Find the diametre of the well

Question

I'm stuck in solving this problem.

Below, there is a well and $2$ sticks are thrown inside.The distance from the intersection of the rods to the bottom of the well is $1 m$ .What is the diametre of the well?

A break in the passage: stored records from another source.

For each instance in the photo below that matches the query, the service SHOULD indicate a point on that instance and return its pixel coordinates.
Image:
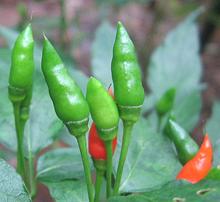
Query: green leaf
(212, 128)
(214, 174)
(150, 161)
(206, 190)
(177, 64)
(60, 164)
(102, 48)
(68, 191)
(11, 185)
(187, 111)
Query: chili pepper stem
(29, 165)
(19, 133)
(108, 145)
(85, 159)
(98, 183)
(124, 150)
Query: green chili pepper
(69, 103)
(165, 103)
(105, 115)
(25, 106)
(186, 147)
(128, 89)
(22, 66)
(103, 109)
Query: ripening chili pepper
(103, 109)
(104, 113)
(186, 147)
(69, 103)
(96, 145)
(97, 151)
(198, 167)
(22, 66)
(165, 103)
(128, 89)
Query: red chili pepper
(198, 167)
(97, 146)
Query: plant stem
(124, 150)
(84, 154)
(108, 146)
(159, 123)
(19, 132)
(98, 183)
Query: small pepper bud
(22, 66)
(103, 109)
(128, 89)
(69, 103)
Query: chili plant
(149, 133)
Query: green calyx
(165, 103)
(128, 89)
(103, 109)
(185, 146)
(22, 66)
(99, 164)
(69, 103)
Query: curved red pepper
(198, 167)
(97, 146)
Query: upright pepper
(20, 84)
(185, 146)
(69, 103)
(128, 89)
(22, 66)
(198, 167)
(104, 113)
(103, 110)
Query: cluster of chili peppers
(105, 108)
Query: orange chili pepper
(198, 167)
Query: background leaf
(60, 164)
(102, 53)
(212, 128)
(68, 191)
(11, 185)
(176, 63)
(207, 190)
(150, 157)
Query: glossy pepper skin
(165, 103)
(185, 146)
(198, 167)
(97, 146)
(69, 103)
(103, 109)
(22, 66)
(128, 89)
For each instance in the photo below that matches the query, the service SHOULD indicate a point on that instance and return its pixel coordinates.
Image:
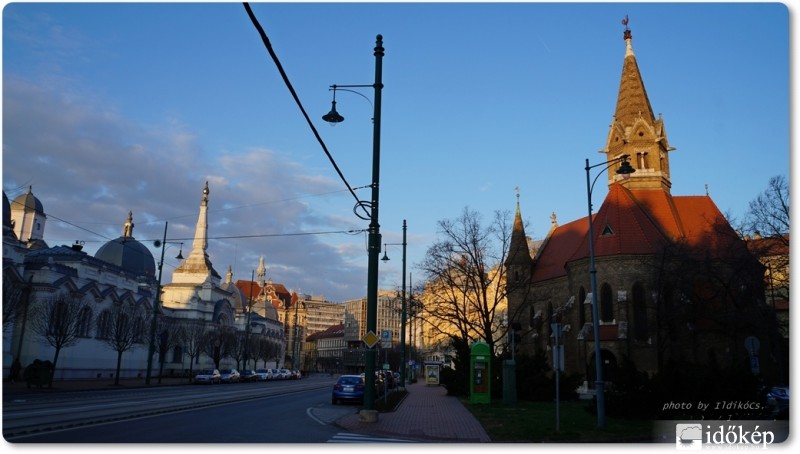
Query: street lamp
(403, 313)
(374, 226)
(625, 169)
(157, 302)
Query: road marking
(349, 437)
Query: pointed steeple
(519, 254)
(636, 131)
(261, 271)
(127, 228)
(197, 268)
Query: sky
(110, 108)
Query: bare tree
(466, 276)
(768, 213)
(14, 299)
(124, 330)
(192, 336)
(60, 322)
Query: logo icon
(689, 437)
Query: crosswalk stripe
(348, 437)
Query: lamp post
(403, 312)
(625, 169)
(374, 227)
(157, 303)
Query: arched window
(104, 325)
(138, 330)
(639, 313)
(84, 322)
(582, 308)
(606, 304)
(177, 354)
(60, 319)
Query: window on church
(640, 330)
(583, 307)
(104, 325)
(138, 330)
(84, 322)
(606, 304)
(177, 354)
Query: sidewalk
(427, 414)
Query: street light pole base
(368, 416)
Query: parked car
(248, 375)
(208, 376)
(264, 374)
(348, 388)
(229, 376)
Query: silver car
(207, 376)
(229, 376)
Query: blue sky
(110, 108)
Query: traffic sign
(386, 338)
(370, 339)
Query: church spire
(261, 271)
(636, 131)
(127, 228)
(518, 251)
(197, 267)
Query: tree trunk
(53, 370)
(119, 365)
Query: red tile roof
(636, 222)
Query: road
(273, 412)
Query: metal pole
(247, 328)
(598, 361)
(156, 302)
(374, 231)
(403, 317)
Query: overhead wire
(288, 83)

I think, this is not possible to find the diametre. Am I right?

Answer 1

Introduce $x=AD$, $y=BC$ and $d=AC$. We have some obvious relations coming from similar triangles:

$$\frac{OK}{x}=\frac{KC}{d}\tag{1}$$

$$\frac{OK}{y}=\frac{AK}{d}\tag{2}$$

Add (1) and (2) and you get:

$$OK\left(\frac 1x+\frac 1y\right)=\frac{AK+KC}{d}=\frac dd$$

$$OK\left(\frac 1x+\frac 1y\right)=1\tag{3}$$

Using Pitagora:

$$d^2+x^2={DC}^2\tag{4}$$

$$d^2+y^2={AB}^2\tag{5}$$

Now you have a system of 3 equations ((3), (4), (5)) with three unknowns ($x$, $y$, $d$), with $d$ being the only "interesting" one. From (4) and (5) you get:

$$x=\sqrt{DC^2-d^2}$$

$$y=\sqrt{AB^2-d^2}$$

Replace this into (3) and you will obtain a single equation with a single unknown value:

$$\frac {1}{\sqrt{DC^2-d^2}}+\frac {1}{\sqrt{AB^2-d^2}}=\frac1{OK}\tag{6}$$

For $AB=3$, $DC=2$, $OK=1$, the equation (6) becomes:

$$\frac {1}{\sqrt{4-d^2}}+\frac {1}{\sqrt{9-d^2}}=1$$

...or if you introduce substitution $z=d^2$:

$$\frac {1}{\sqrt{4-z}}+\frac {1}{\sqrt{9-z}}=1$$

This looks like a simple equation to solve but it's not. You'll have to square it twice to get rid of the roots and you will end up with an equation of 4-th degree:

$$z^4-22 z^3+163 z^2-454 z+385=0$$

It can be solved analytically and of four solutions only one is a real, positive number that satisfies the original equation. But that number is ugly, I mean VERY UGLY and I am not going to reproduce it here in full. The approximate value is:

$$z=d^2=1.51582 \implies d=1.23119$$

I have also solved the problem in a slightly different way using trigonometry but it still leads to equation (6).

EDIT

If you use different values (as suggested in some comments): $AB=38$, $DC=28$, $OK=18$, the equation (6) becomes:

$$\frac {1}{\sqrt{28^2-d^2}}+\frac {1}{\sqrt{38^2-d^2}}=\frac1{18}$$

...and Mathematica says that it has no real positive solutions for $d$.

Answer 2

I think the relations (i) and (ii) should be sufficient to solve for $\theta$ and $\phi$ and hence $AC$.

(i) would give : $2\cos\theta = 3\cos\phi$

and (ii) : $2\sin\theta + 3\sin\phi = 6\sin\theta \sin\phi$

solving these would give the answer.